Però quando uno insegna una regola, si dovrebbe poterla replicare, se la si comprende.

Andrebbe bene se fosse una regola. Però quello di Sarri è un metodo. Può essere applicato, ma non è detto che funzioni sempre. Ci sono fattori esterni che determinano la fattibilità del metodo. Nel mio documentario ho utilizzato un metodo, poi il risultato finale viene intaccato da alcuni fattori che il metodo non può prevedere. Questo porta me a dire che il mio lavoro poteva uscire anche in un altro modo. Per Sarri, vuol dire che poteva vincere lo scudetto, ma non gli è riuscito. Lui comunque resta coerente con se stesso: ha applicato il suo metodo.

Hai deciso di proporre un Sarri che è nel documentario praticamente senza profferire parola. Hai lasciato agli altri il compito di raccontare l’uomo e il suo metodo, la sua filosofia.

Sì, solo sul finale lui concede un saluto e un piccolo sketch. Lo abbiamo catturato quando siamo andati a trovarlo sul campo di allenamento del Chelsea. Invita ad andare a fumare nel suo ufficio, cioè l’unica area franca contro il divieto che esisteva nel centro sportivo. Comunque non compare nel video perché il mio intento è di mitizzare Sarri. Voglio dire che la sua presenza si manifesta grazie alla sua totale assenza.

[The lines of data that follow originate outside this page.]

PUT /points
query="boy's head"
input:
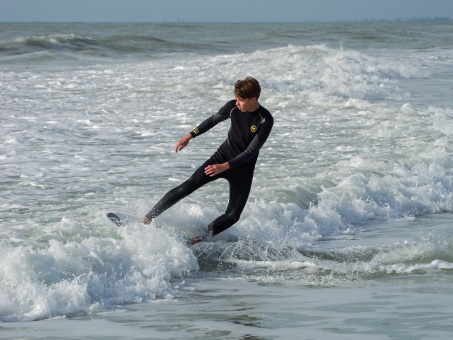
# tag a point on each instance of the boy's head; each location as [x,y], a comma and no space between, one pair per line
[247,88]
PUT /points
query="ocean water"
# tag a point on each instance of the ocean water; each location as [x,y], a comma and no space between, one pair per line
[348,229]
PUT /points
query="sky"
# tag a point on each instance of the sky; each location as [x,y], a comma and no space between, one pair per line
[219,10]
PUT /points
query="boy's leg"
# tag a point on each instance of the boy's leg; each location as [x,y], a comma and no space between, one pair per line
[197,180]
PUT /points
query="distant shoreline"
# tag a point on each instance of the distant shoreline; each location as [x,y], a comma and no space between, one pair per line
[388,20]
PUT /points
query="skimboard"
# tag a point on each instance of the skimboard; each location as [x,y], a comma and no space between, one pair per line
[120,219]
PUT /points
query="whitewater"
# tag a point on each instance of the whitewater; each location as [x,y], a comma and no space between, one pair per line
[347,232]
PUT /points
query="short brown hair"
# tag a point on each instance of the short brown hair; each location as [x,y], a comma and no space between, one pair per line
[247,88]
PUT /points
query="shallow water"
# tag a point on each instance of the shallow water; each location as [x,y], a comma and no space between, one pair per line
[347,230]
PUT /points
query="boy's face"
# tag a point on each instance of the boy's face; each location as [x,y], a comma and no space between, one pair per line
[246,105]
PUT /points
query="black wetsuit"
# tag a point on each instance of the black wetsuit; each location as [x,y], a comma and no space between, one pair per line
[248,132]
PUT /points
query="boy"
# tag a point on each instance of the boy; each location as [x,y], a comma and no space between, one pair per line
[234,160]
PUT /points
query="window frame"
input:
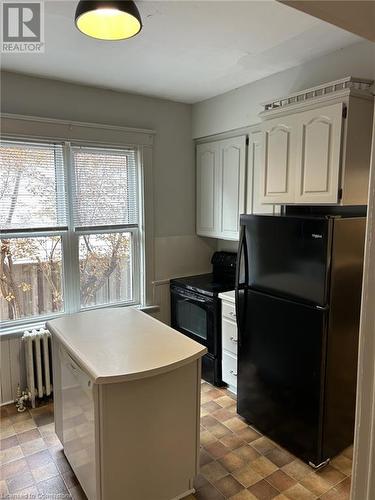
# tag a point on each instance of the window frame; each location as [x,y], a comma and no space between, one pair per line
[70,235]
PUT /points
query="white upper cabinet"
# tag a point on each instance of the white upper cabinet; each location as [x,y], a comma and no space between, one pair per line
[232,182]
[277,174]
[317,145]
[207,188]
[221,171]
[318,148]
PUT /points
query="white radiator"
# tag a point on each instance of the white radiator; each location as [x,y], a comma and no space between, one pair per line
[38,358]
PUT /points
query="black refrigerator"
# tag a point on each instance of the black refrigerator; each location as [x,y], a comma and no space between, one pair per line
[298,295]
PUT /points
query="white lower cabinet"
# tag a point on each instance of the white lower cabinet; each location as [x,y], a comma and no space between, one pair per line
[229,340]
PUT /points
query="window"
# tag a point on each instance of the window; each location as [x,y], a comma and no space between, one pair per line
[70,229]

Invece hai fumettizzato le immagini di repertorio.

“È una scelta stilistica. Volevo dare una impronta onirica e stilizzata alla materia che stavo maneggiando. Anche il ricordo è stilizzato, a mio parere: un po’ si perde pur nella sua permanenza. Non nego che sia stata anche una questione di organizzazione produttiva.

Hai faticato non poco…

Se pensi che abbiamo iniziato a ottobre e ho fatto i salti mortali per averlo qui, a giugno, al Biografilm festival, quindi un lavoro chiuso in meno di un anno, sì, certo.

La sfida per me è stata una sfida bellissima. Spero di aver restituito anche con quelle immagini stilizzate il senso di quanto volevo raccontare.